道路整備が進んだことで交通の中心はこのルートに集まり、水尾方面を経由する道は、車同士の離合も難しい細い山道として残るのみとなっています。
しかし、車道が整備される以前、もう一つの重要な往来が存在していました。
それが、この「米買い道」と呼ばれる古道です。
この道は、水尾と嵐山を結ぶ生活路として使われ、人や馬が行き交っていたとされています。
当時の交通手段を考えれば、現在よりも歩きやすく、一定の幅を持った道であったと考えるのが自然でしょう。
また、現在は深い山林に包まれていますが、かつては木材が重要な燃料・資源であったため、周辺は今よりも開けていた可能性があります。

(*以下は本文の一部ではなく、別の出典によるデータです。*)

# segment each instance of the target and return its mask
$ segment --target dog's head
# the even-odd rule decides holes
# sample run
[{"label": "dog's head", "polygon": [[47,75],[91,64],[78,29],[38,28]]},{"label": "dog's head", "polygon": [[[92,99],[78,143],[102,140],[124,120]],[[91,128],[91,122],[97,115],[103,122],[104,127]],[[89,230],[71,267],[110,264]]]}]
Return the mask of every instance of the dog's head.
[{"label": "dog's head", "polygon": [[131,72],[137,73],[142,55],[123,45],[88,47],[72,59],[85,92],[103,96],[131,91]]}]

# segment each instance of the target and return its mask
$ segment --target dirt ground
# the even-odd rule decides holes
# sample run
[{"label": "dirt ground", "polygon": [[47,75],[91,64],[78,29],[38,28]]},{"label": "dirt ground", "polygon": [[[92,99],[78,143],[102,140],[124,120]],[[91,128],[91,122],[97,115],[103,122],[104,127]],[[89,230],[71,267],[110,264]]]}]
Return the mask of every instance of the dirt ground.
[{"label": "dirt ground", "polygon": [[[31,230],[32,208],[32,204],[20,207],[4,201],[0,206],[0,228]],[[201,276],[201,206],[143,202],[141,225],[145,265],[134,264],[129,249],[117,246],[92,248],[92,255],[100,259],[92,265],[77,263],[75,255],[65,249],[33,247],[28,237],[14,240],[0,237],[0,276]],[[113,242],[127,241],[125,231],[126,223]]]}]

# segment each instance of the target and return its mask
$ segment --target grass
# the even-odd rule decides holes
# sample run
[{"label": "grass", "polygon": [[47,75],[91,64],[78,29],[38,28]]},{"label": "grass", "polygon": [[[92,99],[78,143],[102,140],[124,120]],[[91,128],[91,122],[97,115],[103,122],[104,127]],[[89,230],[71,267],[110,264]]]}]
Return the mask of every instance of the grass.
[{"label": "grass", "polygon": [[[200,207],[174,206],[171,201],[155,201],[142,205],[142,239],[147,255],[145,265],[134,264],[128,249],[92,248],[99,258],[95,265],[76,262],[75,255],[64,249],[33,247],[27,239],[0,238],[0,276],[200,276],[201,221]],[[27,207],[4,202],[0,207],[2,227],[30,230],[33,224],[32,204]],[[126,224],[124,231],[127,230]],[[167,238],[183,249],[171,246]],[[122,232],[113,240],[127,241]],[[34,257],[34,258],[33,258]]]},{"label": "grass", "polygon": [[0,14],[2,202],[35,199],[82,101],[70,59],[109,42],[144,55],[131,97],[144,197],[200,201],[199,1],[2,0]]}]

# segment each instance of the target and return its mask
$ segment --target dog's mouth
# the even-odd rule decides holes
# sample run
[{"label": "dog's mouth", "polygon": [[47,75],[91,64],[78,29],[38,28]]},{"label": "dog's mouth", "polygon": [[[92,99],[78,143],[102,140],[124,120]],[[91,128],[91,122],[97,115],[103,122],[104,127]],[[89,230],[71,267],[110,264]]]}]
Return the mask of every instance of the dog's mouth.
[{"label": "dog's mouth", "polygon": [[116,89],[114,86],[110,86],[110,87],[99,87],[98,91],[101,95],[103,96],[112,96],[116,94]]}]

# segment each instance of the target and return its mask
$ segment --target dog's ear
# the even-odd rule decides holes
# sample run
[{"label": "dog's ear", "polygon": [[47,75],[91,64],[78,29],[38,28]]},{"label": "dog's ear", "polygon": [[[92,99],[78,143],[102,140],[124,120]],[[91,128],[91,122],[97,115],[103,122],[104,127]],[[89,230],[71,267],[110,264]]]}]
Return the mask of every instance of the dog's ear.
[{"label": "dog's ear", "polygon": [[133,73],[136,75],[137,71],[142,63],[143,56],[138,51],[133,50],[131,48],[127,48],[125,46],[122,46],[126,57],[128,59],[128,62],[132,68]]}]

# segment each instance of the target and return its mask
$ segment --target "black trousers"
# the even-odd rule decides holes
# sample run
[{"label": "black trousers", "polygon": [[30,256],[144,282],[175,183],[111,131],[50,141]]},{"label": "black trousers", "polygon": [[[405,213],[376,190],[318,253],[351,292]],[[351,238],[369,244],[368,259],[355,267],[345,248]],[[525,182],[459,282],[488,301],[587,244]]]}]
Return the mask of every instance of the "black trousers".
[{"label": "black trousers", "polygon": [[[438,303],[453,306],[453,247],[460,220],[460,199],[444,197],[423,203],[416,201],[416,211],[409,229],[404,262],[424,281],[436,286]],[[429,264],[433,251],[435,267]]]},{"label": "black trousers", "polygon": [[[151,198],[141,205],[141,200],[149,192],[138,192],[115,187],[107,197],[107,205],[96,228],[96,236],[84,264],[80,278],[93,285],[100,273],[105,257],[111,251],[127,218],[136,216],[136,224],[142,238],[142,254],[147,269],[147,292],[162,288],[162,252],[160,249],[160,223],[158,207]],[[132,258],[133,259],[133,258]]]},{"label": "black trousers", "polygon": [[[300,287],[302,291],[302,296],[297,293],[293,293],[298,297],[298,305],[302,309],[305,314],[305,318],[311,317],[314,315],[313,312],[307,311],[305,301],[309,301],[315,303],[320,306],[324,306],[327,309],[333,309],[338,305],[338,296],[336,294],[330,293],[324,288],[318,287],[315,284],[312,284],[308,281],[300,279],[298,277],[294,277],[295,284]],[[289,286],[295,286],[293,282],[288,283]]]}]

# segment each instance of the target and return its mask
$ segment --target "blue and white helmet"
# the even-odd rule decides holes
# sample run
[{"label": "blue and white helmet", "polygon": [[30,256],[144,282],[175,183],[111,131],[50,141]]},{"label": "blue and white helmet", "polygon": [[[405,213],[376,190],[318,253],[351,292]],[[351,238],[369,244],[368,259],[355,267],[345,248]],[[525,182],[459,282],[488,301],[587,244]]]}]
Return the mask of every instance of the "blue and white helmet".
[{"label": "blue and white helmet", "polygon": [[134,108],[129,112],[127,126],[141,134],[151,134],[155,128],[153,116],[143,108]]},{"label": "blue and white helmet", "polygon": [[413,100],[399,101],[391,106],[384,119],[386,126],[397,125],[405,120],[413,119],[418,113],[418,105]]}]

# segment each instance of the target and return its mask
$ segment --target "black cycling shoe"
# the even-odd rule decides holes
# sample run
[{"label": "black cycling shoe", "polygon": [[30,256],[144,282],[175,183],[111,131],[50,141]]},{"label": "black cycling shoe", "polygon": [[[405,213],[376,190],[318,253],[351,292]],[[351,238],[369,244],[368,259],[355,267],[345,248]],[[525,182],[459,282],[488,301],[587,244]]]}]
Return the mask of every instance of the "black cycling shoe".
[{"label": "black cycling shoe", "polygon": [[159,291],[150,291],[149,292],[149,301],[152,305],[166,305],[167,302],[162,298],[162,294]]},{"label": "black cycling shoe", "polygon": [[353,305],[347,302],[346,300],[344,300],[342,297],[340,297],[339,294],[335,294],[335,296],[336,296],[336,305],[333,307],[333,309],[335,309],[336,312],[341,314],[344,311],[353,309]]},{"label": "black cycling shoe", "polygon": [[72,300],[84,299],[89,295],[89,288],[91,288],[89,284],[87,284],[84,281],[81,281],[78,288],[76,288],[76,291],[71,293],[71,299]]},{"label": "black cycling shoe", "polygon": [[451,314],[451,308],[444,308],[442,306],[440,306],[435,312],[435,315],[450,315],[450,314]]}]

当時の風景は、今とは大きく異なっていたのかもしれません。
数年前に関西を襲った大型台風の影響により、この道の状況は大きく変わりました。
倒木や崩れた箇所が増え、かつてのように分かりやすく整った道ではなくなっています。
現在も歩くこと自体は可能ですが、かつての面影をそのまま感じるには少し難しい状態です。
それでも、人が歩き続けることで道は保たれていきます。
静かな山道の中に残る、京都のもう一つの歴史。
この「米買い道」を歩きながら、かつての人の流れや暮らしに思いを巡らせてみてはいかがでしょうか。